As companhias aéreas chinesas podem repassar legalmente até 80% dos aumentos nos preços dos combustíveis. No entanto, o HSBC estima que as Três Grandes só poderão recuperar cerca de 60% destes custos.

“Na prática, muitas vezes optam por não utilizar o subsídio integral porque isso poderia enfraquecer seriamente a procura”, disse Parash Jain, chefe global de investigação em transportes e logística do HSBC.

O banco estima que cada aumento de 10% nos preços do combustível de aviação aumentará as perdas combinadas das Três Grandes em 38% em 2026, “dissociando ainda mais as Três Grandes dos seus pares globais com forte poder de fixação de preços e estratégias de cobertura”.

Alternativas ferroviárias atraentes

A expansão da rede ferroviária de alta velocidade da China também enfraqueceu os preços das companhias aéreas nacionais em muitas rotas importantes, e os analistas alertaram que sobretaxas agressivas de combustível poderiam prejudicar a procura, enquanto a China enfrenta restrições mais severas do que a maioria dos outros países.

Em 5 de maio de 2026, os passageiros esperavam para embarcar no trem na estação ferroviária Tengzhou East, na cidade de Tengzhou, província de Shandong.

Li Zhijun | Agência de Notícias Xinhua | Imagens Getty

Os mercados do Sudeste Asiático, como a Indonésia e as Filipinas, têm turistas preocupados com os custos, mas alternativa ferroviária mínima.
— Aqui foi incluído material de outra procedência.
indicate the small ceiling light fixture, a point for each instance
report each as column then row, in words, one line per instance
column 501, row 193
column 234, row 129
Embora a Indonésia tenha limitado as sobretaxas de combustível de aviação e introduzido subsídios temporários para amortecer o golpe, as companhias aéreas do país mantiveram maior poder de fixação de preços.
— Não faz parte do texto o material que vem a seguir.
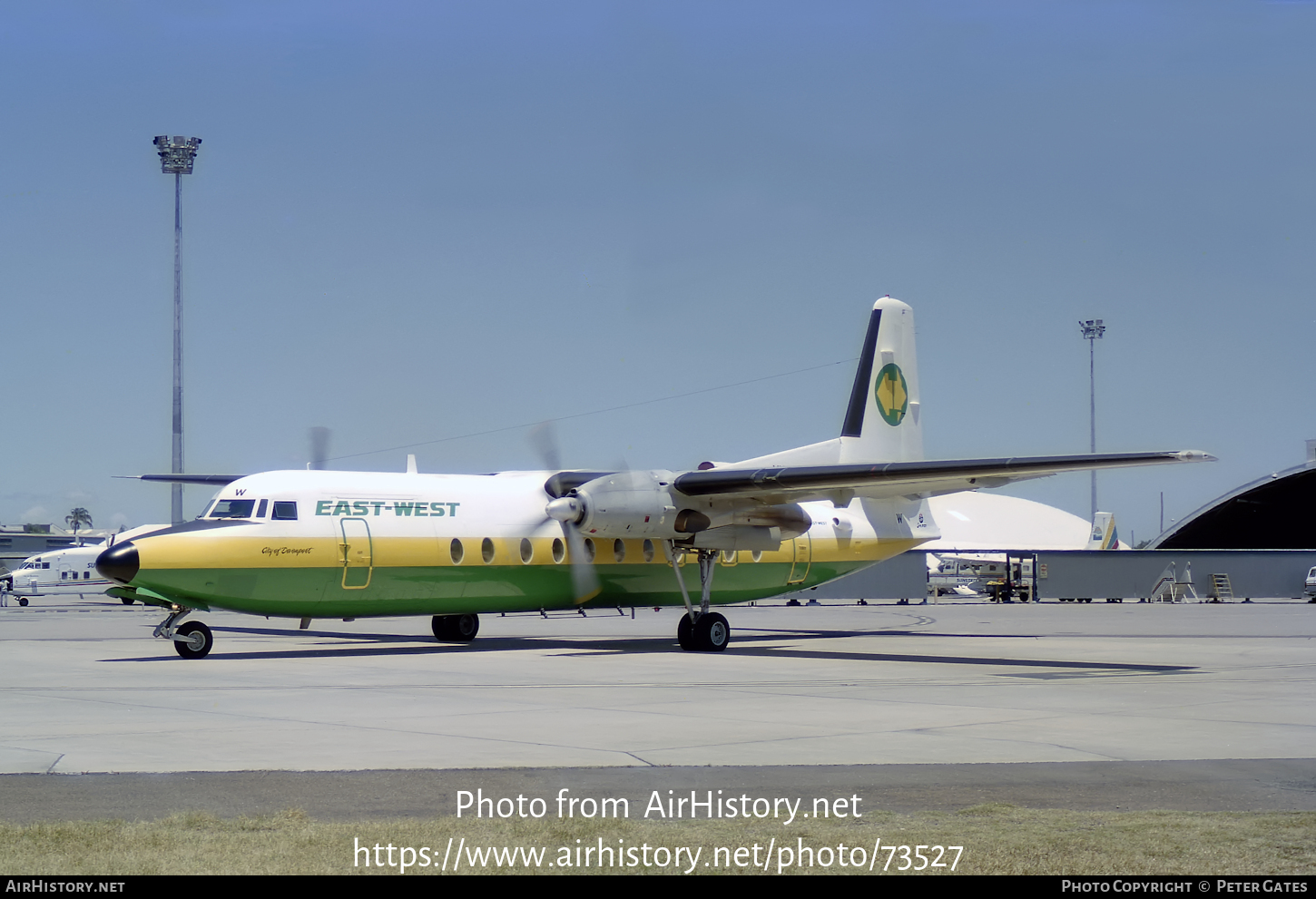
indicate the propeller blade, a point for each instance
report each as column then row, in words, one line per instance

O Japão e a Europa têm extensas redes ferroviárias, mas as companhias aéreas têm maior poder de fixação de preços devido ao maior poder de compra dos consumidores e à economia das rotas.

A Índia tem uma sensibilidade de procura semelhante, com a sua indústria da aviação em expansão, em parte porque existem poucas opções de alta velocidade.

O Ministro das Ferrovias da Índia, Ashwini Vaishnaw, alertou na semana passada no cume Corredores como Mumbai-Pune, Hyderabad-Bengaluru e Bengaluru-Chennai serão “99% conduzidos por ferrovias”.

Lacuna de cobertura

As companhias aéreas chinesas também carecem de cobertura de combustível, o que as deixa completamente expostas às flutuações dos preços do petróleo.

A China Eastern é a única das três principais companhias aéreas estatais da China a gerir o risco do preço do combustível de aviação através de cobertura em 2025. Mesmo essa posição é tênue, disse Sum da DBS. A Air China e a China Southern entraram no choque do combustível essencialmente sem cobertura.

Isto coloca as companhias aéreas chinesas em desvantagem em comparação com os seus pares internacionais com melhores capacidades de cobertura. A Singapore Airlines ganhou 218 milhões de dólares de Singapura (170 milhões de dólares) com cobertura de combustível na segunda metade do ano fiscal encerrado em 31 de março.

Willie Walsh, presidente da Associação Internacional de Transporte Aéreo, disse à CNBC em abril que a aversão ao risco não ajudaria a resolver a escassez de combustível de aviação, que atingiu mais duramente as companhias aéreas asiáticas. No entanto, as companhias aéreas chinesas não foram tão afectadas pela escassez como outras companhias aéreas asiáticas devido às suas vastas reservas de petróleo e à posição da China como refinadora e exportadora de combustível para aviação.

Quem sofre mais?

Quanto a quais companhias aéreas asiáticas serão mais afetadas, é provável que seja uma batalha entre as companhias aéreas indianas e chinesas.

“No curto prazo, as companhias aéreas indianas parecem estar mais vulneráveis ​​devido à fraqueza da moeda e ao aumento da exposição ao Médio Oriente”, disse Jain, do HSBC. “No médio prazo, porém, acreditamos que as companhias aéreas chinesas estão numa posição pior. As companhias aéreas indianas enfrentam menos substituição direta do transporte ferroviário e podem suportar mais custos de combustível.”

No entanto, as companhias aéreas chinesas acabaram por receber apoio do governo chinês.

“As entidades estatais permanecerão resilientes e poderão continuar a aumentar o capital para apoiar os seus balanços, tornando-as menos vulneráveis ​​à insolvência do que as companhias aéreas privadas globais que enfrentam os mesmos riscos”, disse Jain.